A seizure reduction ≥ 50% at 3, 6 and 9 months was achieved in 34/53 (64.1%), 36/50 (72.0%) and 32/50 (64.0%) of patients who received lacosamide as first add-on treatment, and in 19/53 (35.9%), 14/50 (28.0%) and 18/50 (36.0%) of patients who received lacosamide as a later adjunctive therapy. A seizure freedom at 3, 6 and 9 months was achieved in 20/30 (66.7%), 19/28 (67.9%) and 18/29 (62.1%) of patients who received lacosamide as a first-add on treatment, and in 10/30 (33.3%), 9/28 (32.1%) and 11/29 (37.9%) of patients who received lacosamide as a later adjunctive treatment.
A seizure reduction ≥ 50% at 3, 6 and 9 months was achieved in 19/53 (35.8%), 18/50 (36.0%), 17/50 (34.0%) of patients who received a traditional sodium channel blocker (SCB+), and in 34/53 (64.2%), 32/50 (64.0%) and 33/50 (66.0%) of patients who received a nontraditional sodium channel blocker (SCB).
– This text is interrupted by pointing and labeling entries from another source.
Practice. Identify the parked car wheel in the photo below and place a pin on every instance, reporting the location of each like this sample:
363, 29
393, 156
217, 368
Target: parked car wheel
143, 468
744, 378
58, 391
A seizure freedom at 3, 6 and 9 months was achieved in 11/30 (36.7%), 9/28 (32.1%) and 10/29 (34.5%) of patients receiving SCB + AEDs and in 19/30 (63.3%), 19/28 (67.9%) and 19/29 (65.5%) of patients receiving SCB-AEDs.
The relationships between the response to lacosamide in LGG and HGG and status of the tumor on MRI are reported in the Supplementary Tables 4 and 5. Notably, a number of patients with progressive disease had a reduction of seizures ≥ 50%, but none of them became seizure-free.
We next restricted the analysis to those patients, who either had not received any antineoplastic treatment before or during the therapy with lacosamide (11/21) or had received prior radiotherapy and/or chemotherapy with a minimum interval of 6 months (10/21). All these patients had received previous surgery more than 1 year before. Among LGGs a seizure reduction ≥ 50% was observed in 11/15 patients at 3 months, 13/15 at 6 months and 12/15 at 9 months, while among HGGs a seizure reduction ≥ 50% was observed in 3/6 patients at 3 months, 1/3 patients at 6 months, and 1/2 patients at 9 months. Among LGGs, seizure freedom was achieved in 5/15 patients at 3 months, and 6/15 at 6 and 9 months, while among HGGs seizure freedom was achieved in 2/6 patients at 3 months, 1/3 at 6 months and 1/2 at 9 months.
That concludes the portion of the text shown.